E’ la legge (spietata) del profitto, bellezza… direbbe un rivisitato Humphrey Bogart ai tempi dell’intelligenza artificiale. Una legge in danno comunque sempre dei soliti noti: i più poveri, i più indifesi, i più scaricati anche dai sindacati che dicono di continuare a battersi strenuamente anche per loro ma prima urge tutelare il proprio residuale ruolo e allora si appassionano al dogma della “povertà dei salari”, come fa purtroppo anche certa sinistra fuoritempo massimo e che incredibilmente si illude così di fronteggiare l’onda anomala. 

L’ultima sterzata ai “poveri sempre più poveri” la imprime il governo di centrodestra nell’ultima legge di bilancio: niente arretrati ai lavoratori se l’azienda è obbligata per legge ad alzare i salari da fame. Si dice che la manina che l’ha introdotta nottetempo possa essere ritirata in Senato, ma la valanga non si fermerà con un semplice paletto e qui siamo in presenza di un fenomeno sociale planetario.

Narrano le cronache di un Elon Musk, padrone di Tesla e di Space-X, guadagnare in un solo giorno “130 miliardi di dollari” e del tycoon di Amazon, Jeff Bezos, che ha riposto in fretta e furia l’ascia di guerra un tempo sollevata contro Donald Trump nel timore di uscire di scena dai business della difesa e dell’amministrazione Usa. Tengono famiglia, certo. Dopotutto difendono gli interessi di bottega, direbbe un cummenda  milanese di quelli che hanno fatto l’impresa nel nostro paese. Ma qui siamo forse a un livello di parossismo andato ben oltre i limiti della comprensione umana (si sarebbe detto “decenza”, altro termine superato), se per conquistare l’ultimo miliardo è necessario sfilare i 10 euro dalla tasca del malcapitato dipendente.

Non siamo in presenza di una finanza che fa soldi su altri soldi, e sarebbe già un’anomalia del sistema benché sempre viva e vegeta nelle economie occidentali. No, in questo nostro strano mondo l’equazione secondo cui i ricchi e i potenti mantengono il proprio status solo se impoveriscono gli altri, è diventata una “regola” di impresa. Riconosciuta dai governi, anzi incoraggiata da norme calibrate su questo genere di profitto. 

La bolla dei ricchi si gonfia a dismisura da un lato, si sgonfia paurosamente dall’altro. Non c’è più sistema di vasi comunicanti tra i due mondi, anche le regole della fisica vanno a farsi benedire in questo nuovo schema asociale e andato fuori di testa.

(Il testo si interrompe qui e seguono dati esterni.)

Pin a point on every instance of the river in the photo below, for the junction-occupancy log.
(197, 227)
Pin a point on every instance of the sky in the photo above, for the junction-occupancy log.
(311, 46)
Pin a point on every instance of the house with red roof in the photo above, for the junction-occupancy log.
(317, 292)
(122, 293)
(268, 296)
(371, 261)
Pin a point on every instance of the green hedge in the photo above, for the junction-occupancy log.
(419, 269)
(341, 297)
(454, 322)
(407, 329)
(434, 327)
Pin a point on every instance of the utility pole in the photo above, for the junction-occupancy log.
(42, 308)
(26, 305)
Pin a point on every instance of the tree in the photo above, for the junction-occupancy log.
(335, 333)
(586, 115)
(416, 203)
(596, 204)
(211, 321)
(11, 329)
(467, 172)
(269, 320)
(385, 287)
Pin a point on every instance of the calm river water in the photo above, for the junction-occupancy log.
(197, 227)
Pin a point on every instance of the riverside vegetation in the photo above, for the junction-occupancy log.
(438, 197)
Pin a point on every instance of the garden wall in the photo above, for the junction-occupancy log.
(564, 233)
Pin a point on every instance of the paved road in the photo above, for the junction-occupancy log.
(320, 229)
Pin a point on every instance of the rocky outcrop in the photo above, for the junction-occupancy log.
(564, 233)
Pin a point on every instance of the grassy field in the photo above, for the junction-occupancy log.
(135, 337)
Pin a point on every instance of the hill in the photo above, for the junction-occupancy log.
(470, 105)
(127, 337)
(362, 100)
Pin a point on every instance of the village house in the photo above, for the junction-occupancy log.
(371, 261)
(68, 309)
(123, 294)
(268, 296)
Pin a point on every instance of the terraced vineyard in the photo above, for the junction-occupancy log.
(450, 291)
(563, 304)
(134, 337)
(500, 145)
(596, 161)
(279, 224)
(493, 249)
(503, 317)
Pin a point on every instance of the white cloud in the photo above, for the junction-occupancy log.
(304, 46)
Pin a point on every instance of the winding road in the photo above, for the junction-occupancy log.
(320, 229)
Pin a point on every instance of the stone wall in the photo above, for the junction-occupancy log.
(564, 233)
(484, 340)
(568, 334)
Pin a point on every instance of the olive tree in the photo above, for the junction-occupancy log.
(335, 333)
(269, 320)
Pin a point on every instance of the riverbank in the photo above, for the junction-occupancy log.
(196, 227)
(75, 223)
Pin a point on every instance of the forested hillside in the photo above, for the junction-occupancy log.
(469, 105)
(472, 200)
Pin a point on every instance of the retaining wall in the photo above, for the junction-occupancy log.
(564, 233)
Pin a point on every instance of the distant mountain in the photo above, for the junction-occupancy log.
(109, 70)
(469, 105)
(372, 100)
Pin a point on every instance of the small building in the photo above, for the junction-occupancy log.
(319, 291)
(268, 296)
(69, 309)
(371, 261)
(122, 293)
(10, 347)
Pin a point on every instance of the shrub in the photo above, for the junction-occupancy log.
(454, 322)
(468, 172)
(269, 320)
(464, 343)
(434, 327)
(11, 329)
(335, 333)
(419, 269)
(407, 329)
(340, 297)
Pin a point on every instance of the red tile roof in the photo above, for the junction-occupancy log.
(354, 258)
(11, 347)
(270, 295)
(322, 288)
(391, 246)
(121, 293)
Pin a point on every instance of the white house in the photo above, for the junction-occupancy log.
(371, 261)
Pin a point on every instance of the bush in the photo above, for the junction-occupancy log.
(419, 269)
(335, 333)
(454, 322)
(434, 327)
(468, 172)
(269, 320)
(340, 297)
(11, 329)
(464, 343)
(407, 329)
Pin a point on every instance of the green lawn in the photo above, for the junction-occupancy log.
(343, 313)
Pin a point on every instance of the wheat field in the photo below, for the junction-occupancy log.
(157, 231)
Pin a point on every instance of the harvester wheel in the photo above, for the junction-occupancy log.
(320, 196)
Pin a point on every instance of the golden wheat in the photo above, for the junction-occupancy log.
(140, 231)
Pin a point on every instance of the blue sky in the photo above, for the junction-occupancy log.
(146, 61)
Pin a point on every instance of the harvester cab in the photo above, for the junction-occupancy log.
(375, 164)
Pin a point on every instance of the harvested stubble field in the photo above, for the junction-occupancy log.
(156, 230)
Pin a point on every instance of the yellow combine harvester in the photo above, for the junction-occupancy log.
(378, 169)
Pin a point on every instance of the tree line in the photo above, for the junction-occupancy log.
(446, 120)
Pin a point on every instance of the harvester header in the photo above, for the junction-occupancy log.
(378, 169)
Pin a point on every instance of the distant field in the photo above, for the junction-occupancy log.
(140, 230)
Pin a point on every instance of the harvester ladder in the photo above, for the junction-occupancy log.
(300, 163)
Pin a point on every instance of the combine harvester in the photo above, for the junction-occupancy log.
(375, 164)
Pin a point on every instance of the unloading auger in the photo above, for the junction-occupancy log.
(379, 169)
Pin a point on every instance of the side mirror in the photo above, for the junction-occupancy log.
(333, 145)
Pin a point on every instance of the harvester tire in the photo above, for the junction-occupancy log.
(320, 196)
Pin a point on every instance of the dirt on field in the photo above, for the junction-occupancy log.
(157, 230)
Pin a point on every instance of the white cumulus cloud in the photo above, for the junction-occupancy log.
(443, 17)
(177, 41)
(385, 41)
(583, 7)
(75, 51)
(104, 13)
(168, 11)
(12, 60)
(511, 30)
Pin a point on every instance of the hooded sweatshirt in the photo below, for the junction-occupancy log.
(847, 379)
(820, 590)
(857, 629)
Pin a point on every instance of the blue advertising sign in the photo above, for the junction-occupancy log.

Un tempo questo genere di contrapposizioni innescava le rivoluzioni del pane, oggi non è il caso di augurarselo e comunque l’alta marea del nostro livello sociale consente a molti se non a tutti di avercelo un tozzo per pranzo e cena.

Non ci saranno rivoluzioni giacobine perché la molla sociale del disgusto finisce per diluirsi nelle amenità dei nostri tempi, basta un social a buon mercato e una vincita al Superenalotto per distrarsi e convincersi che cambiar vita è possibile. E chi non ci riesce subito a portare a casa il malloppo, ci proverà e riproverà ancora. A volte la fortuna più che gli audaci, aiuta gli sfigati.